Hypothesis Test and Confidence Interval Calculator

This calculator performs hypothesis tests and calculates confidence intervals for population means. It helps determine whether sample data provides enough evidence to reject a null hypothesis and estimates the range where the true population mean likely falls.

What is a Hypothesis Test and Confidence Interval?

A hypothesis test evaluates whether sample data provides enough evidence to reject a null hypothesis. A confidence interval estimates the range where the true population parameter likely falls with a specified probability.

Common hypothesis tests include z-tests and t-tests, while confidence intervals are calculated using sample statistics and standard errors.

Key Formulas

Z-test statistic: \( z = \frac{\bar{x} - \mu_0}{\sigma/\sqrt{n}} \)

T-test statistic: \( t = \frac{\bar{x} - \mu_0}{s/\sqrt{n}} \)

Confidence interval: \( \bar{x} \pm z_{\alpha/2} \cdot \frac{\sigma}{\sqrt{n}} \) (for z-test) or \( \bar{x} \pm t_{\alpha/2} \cdot \frac{s}{\sqrt{n}} \) (for t-test)

Note: This calculator assumes normally distributed data. For small samples (n < 30), use the t-distribution. For larger samples, use the z-distribution.

How to Use This Calculator

Enter your sample mean (x̄)
Enter the population standard deviation (σ) or sample standard deviation (s)
Enter the sample size (n)
Enter the hypothesized population mean (μ₀)
Select the significance level (α)
Choose between z-test or t-test
Click "Calculate" to get results

Formulas and Assumptions

The calculator uses these statistical formulas:

Z-test for large samples (n ≥ 30)
T-test for small samples (n < 30)
Confidence intervals based on standard error

Assumptions:

Data is normally distributed
Samples are independent and random
Population standard deviation is known for z-tests

Worked Example

Suppose we want to test if the average height of a population is 170 cm, with a sample mean of 172 cm, standard deviation of 5 cm, and sample size of 50.
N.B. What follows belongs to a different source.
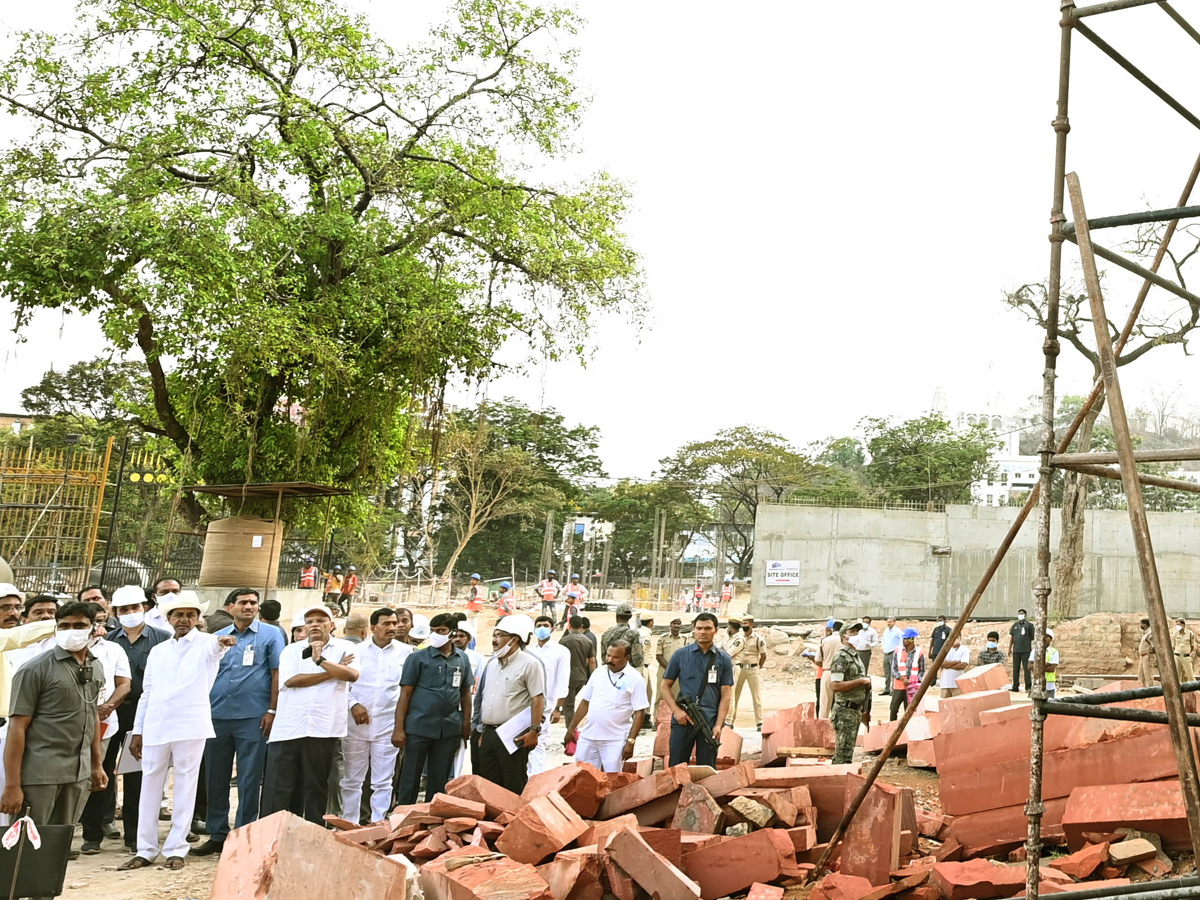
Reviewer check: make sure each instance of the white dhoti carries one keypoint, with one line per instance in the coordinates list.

Calculate standard error: 5/√50 ≈ 0.707
Calculate z-score: (172-170)/0.707 ≈ 2.83
Determine p-value from z-table: ≈ 0.0023
Compare to α = 0.05: p < α → Reject null hypothesis
Calculate 95% confidence interval: 172 ± 1.96*0.707 → [170.6, 173.4]

Interpreting Results

For hypothesis tests:

If p-value < α, reject the null hypothesis
If p-value ≥ α, fail to reject the null hypothesis

For confidence intervals:

95% CI means there's 95% probability the true mean falls within the interval
Wider intervals indicate more uncertainty

FAQ

What's the difference between a hypothesis test and confidence interval?

A hypothesis test evaluates whether sample data provides enough evidence to reject a null hypothesis, while a confidence interval estimates the range where the true population parameter likely falls.

When should I use a z-test vs. t-test?

Use a z-test when the population standard deviation is known and the sample size is large (n ≥ 30). Use a t-test when the population standard deviation is unknown and the sample size is small (n < 30).

What does a p-value of 0.03 mean?

A p-value of 0.03 means there's a 3% probability of observing the sample data (or more extreme) if the null hypothesis were true. With a common α = 0.05, you would reject the null hypothesis.